BID-LoRA: A Parameter-Efficient Framework for Continual Learning and Unlearning
Jagadeesh Rachapudi, Ritali Vatsi, Praful Hambarde, and Amit Shukla

TL;DR
BID-LoRA is a parameter-efficient framework designed for continual learning and unlearning, enabling precise knowledge deletion, efficient new knowledge integration, and minimal knowledge leakage across cycles.
Contribution
It introduces a unified paradigm for continual learning unlearning and a novel BID-LoRA framework with dedicated adapter pathways and escape unlearning to address knowledge leakage.
Findings
BID-LoRA outperforms existing CLU baselines on CIFAR-100.
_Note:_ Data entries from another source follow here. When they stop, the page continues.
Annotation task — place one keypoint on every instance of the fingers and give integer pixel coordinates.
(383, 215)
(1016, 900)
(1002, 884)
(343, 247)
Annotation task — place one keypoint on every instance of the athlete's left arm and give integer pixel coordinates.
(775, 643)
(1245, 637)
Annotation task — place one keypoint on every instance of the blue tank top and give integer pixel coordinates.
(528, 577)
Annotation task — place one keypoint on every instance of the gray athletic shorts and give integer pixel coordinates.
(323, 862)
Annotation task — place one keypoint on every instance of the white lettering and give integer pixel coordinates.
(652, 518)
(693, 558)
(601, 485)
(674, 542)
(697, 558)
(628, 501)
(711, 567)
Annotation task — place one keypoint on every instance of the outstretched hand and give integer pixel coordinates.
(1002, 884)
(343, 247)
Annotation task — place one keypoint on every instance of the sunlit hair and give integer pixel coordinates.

It effectively minimizes knowledge leakage across multiple adaptation cycles.
Demonstrates practical applicability in identity management systems.
Abstract
Recent advances in deep learning underscore the need for systems that can not only acquire new knowledge through Continual Learning (CL) but also remove outdated, sensitive, or private information through Machine Unlearning (MU). However, while CL methods are well-developed, MU techniques remain in early stages, creating a critical gap for unified frameworks that depend on both capabilities. We find that naively combining existing CL and MU approaches results in knowledge leakage a gradual degradation of foundational knowledge across repeated adaptation cycles. To address this, we formalize Continual Learning Unlearning (CLU) as a unified paradigm with three key goals: (i) precise deletion of unwanted knowledge, (ii) efficient integration of new knowledge while preserving prior information, and (iii) minimizing knowledge leakage across cycles. We propose Bi-Directional Low-Rank…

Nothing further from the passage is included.